Archetypical “push the band critical point” mechanism for peaking of the density of states in three-dimensional crystals: Theory and case study of cubic H3S

Abstract

The point of zero gradient of the electronic band structure, the critical point, generally induces the singularity in the density of states (DOS), but no isolated critical point yields strict divergence of the DOS in three dimensions, differently from the lower-dimensional cases. In view of the band structure as a smooth hypersurface on the reciprocal space, we discuss the minimal deformation of the band structure that yields nondivergent but large sharp DOS peaks in three dimensions.

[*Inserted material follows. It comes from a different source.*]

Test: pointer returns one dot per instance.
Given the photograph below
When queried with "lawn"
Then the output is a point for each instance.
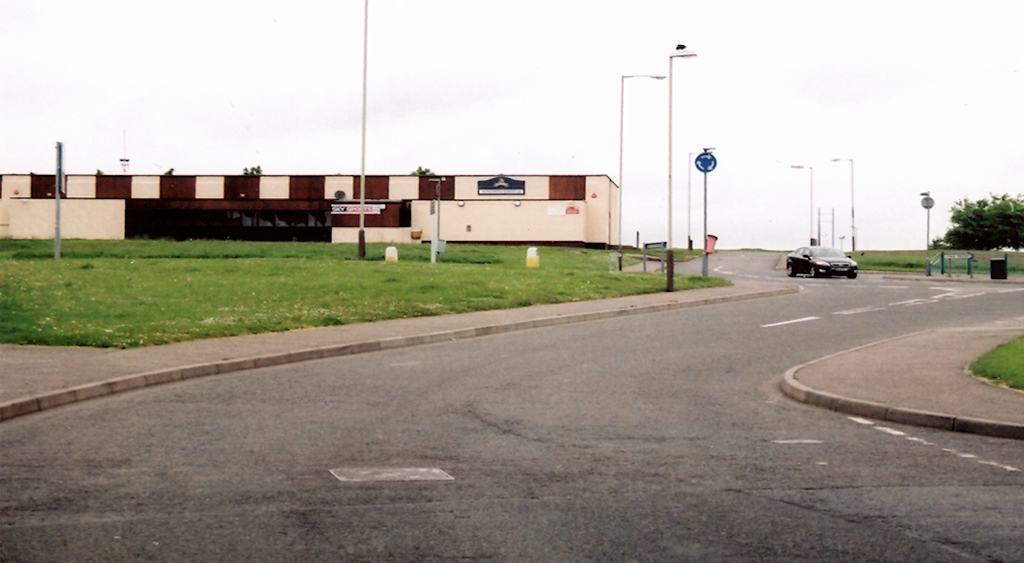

By ``pushing down'' the energy level at the second-order saddle point (maximum), a continuous closed loop of saddle points (sphere of maxima) encircling the original position of the saddle point (maximum) emerges, with which the DOS peak is formed. Being high-dimensional features, the saddle loop and extremum shell thus formed are difficult to locate with standard band structure analysis on linear $\mathbf{k}$-point paths. The Lifshitz transition occurring over a linear or planar manifold is discussed as an indicator of such features. We also find that the celebrated DOS peak in the recently discovered superconducting hydride ${\mathrm{H}}_{3}\mathrm{S}$ originates from the saddle loop. On this basis, we successfully extract the minimal model that explains how the DOS peak is formed. Our theory characterizes a large class of DOS peaks sometimes found in the three-dimensional electronic structures, building a basis for profound understanding of their origins.